Tip: Optimize your Rcpp loops
In this post, I will show you how to optimize your Rcpp loops so that they are 2 to 3 times faster than a standard implementation.
Context
Real data example
For this post, I will use a big.matrix which represents genotypes for 15,283 individuals, corresponding to the number of mutations (0, 1 or 2) at 287,155 different loci. Here, I will use only the first 10,000 loci (columns).

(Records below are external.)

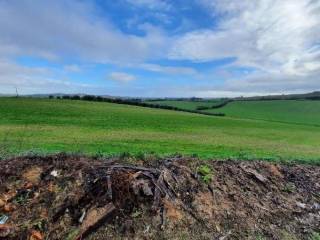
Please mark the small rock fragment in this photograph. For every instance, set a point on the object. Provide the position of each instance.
(2, 203)
(36, 235)
(9, 207)
(3, 219)
(5, 230)
(301, 205)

What you need to know about the big.matrix format:
- you can easily and quickly access matrice-like objects stored on disk,
- you can use different types of storage (I use type
charto store each element on only 1 byte), - it is column-major ordered as standard
Rmatrices, - you can access elements of a
big.matrixusingX[i, j]inR, - you can access elements of a
big.matrixusingX[j][i]inRcpp, - you can get a
RcppEigenorRcppArmadilloview of abig.matrix(see Appendix). - for more details, go to the GitHub repo.
Peek at the data:
print(dim(X))## [1] 15283 10000print(X[1:10, 1:12])## [,1] [,2] [,3] [,4] [,5] [,6] [,7] [,8] [,9] [,10] [,11] [,12]
## [1,] 2 0 2 0 2 2 2 1 2 2 2 2
## [2,] 2 0 1 2 1 1 1 1 2 1 2 2
## [3,] 2 0 2 2 2 2 1 1 2 1 2 2
## [4,] 2 2 0 2 0 0 0 2 2 2 0 2
## [5,] 2 1 2 2 2 2 2 1 2 2 2 2
## [6,] 2 1 2 1 2 2 1 1 2 2 2 2
## [7,] 2 0 2 0 2 2 2 0 2 1 2 2
## [8,] 2 1 1 2 1 1 1 1 2 1 2 2
## [9,] 2 1 2 2 2 2 2 2 2 2 2 2
## [10,] 2 0 2 1 2 2 2 0 2 1 2 1What I needed
I needed a fast matrix-vector multiplication between a big.matrix and a vector. Moreover, I could not use any RcppEigen or RcppArmadillo multiplication because I needed some options of efficiently subsetting columns or rows in my matrix (see Appendix).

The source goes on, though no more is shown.